In July, there were always community functions going on, including races, ice cream stands, baseball games and even free movies in the evening. The projector would be powered by someone’s car. This was followed by dances, which would go until daylight sometimes.
For a time, Canuck was a thriving place with two dance clubs, the Quadrille Club and the Good Fellows Club, as well as a dramatic society. The Canuck Dramatic Society worked very hard and would raise money to pay for insurance on the Canuck Hall, through their plays and performances.
Canuck also once had a hotel, which was nearly always full with 30 to 40 travellers stopping there each night to enjoy a comfortable bed and a warm meal. There was no bar in the hotel, that was in the Blind Pig, found down the street in a private residence. Run by the wife of the blacksmith, it wasn’t a legal drinking spot but that didn’t stop a lot of people from stopping by. If the blacksmith saw the police coming, he would bang on his anvil several times to alert his wife to hide the liquor.
The first elevator was built in 1922, with a capacity of 29,000 bushels.
Canuck would have its second elevator in 1924, with a storage capacity of 30,000 bushels, followed by an annex that could hold 29,000 bushels. Two more elevators would be built in the town during the 1920s.
The first church came along in 1924, a simple mission that served as the place of worship for many years. The first resident priest was Father Duchaine, who came to the area two years previous.
For many years, Canuck was a very busy town with plenty for everyone to do. Full of musically talented people, there were always concerts being held in the town. Throughout the last part of the 1920s, things were good.

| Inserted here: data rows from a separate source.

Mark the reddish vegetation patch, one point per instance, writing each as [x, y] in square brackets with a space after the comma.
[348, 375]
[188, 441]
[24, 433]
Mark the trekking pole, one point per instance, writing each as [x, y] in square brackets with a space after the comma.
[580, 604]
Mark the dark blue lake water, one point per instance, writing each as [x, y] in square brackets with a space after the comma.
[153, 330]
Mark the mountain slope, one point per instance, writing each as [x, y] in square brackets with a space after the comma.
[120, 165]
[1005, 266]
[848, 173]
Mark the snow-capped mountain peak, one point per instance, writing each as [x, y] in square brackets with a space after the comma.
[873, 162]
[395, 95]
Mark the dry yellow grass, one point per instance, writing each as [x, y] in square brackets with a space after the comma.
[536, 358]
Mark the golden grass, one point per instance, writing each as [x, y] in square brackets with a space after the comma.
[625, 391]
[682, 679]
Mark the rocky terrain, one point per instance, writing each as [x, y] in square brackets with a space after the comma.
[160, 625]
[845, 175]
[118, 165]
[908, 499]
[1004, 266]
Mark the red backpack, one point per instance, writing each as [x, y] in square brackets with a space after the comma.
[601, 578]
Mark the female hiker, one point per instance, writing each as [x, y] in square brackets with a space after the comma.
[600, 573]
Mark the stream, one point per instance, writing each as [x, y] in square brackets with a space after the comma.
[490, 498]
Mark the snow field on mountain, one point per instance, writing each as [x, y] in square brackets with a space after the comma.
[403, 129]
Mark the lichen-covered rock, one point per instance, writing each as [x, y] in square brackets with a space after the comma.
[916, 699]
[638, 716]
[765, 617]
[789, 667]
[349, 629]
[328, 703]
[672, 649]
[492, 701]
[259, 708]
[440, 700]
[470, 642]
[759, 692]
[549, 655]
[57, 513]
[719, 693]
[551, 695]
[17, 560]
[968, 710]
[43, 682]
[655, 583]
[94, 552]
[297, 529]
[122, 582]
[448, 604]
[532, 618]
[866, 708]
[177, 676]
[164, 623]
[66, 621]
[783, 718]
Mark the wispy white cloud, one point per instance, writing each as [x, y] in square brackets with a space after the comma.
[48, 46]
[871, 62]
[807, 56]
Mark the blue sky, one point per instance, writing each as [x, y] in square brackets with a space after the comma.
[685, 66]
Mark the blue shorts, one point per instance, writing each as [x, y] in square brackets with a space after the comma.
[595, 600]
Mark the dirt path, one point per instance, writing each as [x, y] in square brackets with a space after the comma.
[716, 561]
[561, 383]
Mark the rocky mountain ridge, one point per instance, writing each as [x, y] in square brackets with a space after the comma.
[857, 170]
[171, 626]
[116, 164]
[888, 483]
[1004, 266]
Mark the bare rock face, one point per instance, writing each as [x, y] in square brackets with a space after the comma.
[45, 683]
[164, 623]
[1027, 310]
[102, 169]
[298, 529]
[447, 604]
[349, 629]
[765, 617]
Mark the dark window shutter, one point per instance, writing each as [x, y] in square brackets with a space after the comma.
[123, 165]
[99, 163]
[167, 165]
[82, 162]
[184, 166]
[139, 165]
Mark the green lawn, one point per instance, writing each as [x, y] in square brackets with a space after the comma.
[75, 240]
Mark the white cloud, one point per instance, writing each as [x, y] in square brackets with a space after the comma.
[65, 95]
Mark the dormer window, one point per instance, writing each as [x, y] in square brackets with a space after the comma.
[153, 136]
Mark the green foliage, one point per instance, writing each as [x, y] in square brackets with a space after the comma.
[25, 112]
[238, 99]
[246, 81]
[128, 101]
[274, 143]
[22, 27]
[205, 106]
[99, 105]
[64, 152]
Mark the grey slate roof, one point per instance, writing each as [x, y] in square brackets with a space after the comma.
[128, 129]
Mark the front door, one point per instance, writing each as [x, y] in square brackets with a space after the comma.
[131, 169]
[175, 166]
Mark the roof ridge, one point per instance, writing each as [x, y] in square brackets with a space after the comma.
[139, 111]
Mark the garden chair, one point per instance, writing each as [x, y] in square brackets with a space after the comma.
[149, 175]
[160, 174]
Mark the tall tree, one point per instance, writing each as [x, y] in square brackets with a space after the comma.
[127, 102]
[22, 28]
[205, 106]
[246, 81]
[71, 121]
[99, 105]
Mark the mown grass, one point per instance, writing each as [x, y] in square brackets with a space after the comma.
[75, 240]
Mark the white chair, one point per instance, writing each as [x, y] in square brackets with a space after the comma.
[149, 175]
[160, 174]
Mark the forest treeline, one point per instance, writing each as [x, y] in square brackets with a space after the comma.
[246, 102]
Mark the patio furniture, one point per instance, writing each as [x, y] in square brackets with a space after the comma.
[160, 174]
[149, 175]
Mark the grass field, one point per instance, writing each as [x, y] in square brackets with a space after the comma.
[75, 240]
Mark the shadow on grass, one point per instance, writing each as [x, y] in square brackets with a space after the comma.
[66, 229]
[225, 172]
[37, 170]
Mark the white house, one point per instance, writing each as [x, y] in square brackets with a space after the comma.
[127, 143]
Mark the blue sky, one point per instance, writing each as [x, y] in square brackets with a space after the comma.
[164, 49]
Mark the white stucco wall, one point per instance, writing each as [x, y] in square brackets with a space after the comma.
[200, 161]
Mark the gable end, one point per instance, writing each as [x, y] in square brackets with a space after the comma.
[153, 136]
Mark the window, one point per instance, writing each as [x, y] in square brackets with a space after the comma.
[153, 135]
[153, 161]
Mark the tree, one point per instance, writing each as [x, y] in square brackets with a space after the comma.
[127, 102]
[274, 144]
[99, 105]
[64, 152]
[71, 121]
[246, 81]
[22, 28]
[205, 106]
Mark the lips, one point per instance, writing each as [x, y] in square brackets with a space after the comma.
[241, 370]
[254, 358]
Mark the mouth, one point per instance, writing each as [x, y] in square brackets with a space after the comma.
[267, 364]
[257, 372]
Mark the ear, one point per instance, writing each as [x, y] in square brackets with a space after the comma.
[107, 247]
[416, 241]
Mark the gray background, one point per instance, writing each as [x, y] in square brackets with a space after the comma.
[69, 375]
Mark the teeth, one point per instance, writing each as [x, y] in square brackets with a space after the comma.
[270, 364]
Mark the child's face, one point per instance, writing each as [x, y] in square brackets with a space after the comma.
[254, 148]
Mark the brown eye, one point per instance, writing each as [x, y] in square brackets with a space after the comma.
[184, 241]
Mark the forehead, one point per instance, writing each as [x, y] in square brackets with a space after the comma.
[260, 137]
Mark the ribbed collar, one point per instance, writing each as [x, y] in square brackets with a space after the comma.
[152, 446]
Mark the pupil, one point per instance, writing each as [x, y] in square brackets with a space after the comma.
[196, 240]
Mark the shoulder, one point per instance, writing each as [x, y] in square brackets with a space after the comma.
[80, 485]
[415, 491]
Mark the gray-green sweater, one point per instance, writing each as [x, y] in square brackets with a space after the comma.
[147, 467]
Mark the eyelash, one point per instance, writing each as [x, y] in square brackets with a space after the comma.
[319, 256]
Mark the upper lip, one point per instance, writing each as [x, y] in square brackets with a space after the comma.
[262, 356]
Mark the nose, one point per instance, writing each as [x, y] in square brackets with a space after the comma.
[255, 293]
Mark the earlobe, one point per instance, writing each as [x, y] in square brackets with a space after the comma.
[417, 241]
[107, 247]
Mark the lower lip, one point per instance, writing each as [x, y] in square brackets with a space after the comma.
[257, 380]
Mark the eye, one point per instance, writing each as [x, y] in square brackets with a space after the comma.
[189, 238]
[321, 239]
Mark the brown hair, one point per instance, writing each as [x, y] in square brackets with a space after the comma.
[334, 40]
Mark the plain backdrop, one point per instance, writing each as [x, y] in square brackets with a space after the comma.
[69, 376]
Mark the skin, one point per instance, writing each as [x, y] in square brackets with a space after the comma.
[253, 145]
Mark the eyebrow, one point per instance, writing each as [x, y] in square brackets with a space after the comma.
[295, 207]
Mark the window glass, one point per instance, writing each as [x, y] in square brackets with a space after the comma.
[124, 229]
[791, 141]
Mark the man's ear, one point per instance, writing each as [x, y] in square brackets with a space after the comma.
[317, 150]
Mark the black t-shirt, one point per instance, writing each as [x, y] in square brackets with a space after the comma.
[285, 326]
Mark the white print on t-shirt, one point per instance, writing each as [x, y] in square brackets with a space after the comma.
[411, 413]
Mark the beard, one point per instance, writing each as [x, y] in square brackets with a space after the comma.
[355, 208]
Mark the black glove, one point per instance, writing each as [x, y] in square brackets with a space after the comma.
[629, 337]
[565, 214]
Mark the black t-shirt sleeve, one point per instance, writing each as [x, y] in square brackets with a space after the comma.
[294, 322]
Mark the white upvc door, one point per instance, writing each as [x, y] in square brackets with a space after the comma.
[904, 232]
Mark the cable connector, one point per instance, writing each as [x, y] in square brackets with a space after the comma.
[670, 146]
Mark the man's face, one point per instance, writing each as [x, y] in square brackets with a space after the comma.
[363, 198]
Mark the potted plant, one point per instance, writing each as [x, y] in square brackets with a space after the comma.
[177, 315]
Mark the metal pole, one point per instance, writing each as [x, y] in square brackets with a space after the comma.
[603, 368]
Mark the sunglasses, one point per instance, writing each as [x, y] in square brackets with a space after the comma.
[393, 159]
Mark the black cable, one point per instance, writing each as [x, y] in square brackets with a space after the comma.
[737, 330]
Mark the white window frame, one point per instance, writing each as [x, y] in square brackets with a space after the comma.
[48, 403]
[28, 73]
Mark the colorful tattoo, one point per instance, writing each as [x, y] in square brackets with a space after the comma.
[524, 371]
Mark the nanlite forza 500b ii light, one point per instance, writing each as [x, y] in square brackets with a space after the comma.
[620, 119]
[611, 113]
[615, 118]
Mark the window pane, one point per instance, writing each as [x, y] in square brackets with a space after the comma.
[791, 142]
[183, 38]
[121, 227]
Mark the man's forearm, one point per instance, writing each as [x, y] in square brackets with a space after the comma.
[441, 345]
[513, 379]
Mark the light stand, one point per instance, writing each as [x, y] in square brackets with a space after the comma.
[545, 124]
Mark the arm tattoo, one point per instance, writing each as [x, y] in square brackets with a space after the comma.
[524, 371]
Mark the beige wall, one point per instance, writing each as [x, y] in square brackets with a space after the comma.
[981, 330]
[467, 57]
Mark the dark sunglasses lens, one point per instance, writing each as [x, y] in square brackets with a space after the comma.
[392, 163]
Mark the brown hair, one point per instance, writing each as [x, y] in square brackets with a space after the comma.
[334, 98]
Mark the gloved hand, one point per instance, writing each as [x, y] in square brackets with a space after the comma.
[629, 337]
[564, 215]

Then the stock market crashed and the price of grain fell to nothing. Within a few years of The Dirty Thirties, the once thriving hotel had closed down. It would eventually be sold to people in Val Marie and moved there. Throughout the 1930s, many residents of Canuck moved away due to poor crops and even worse crop prices.
Residents would continue to leave throughout the coming decades. The original school would close down in 1954, and the elevators would close down in the 1960s and 1970s.

Today, little remains of this once thriving community.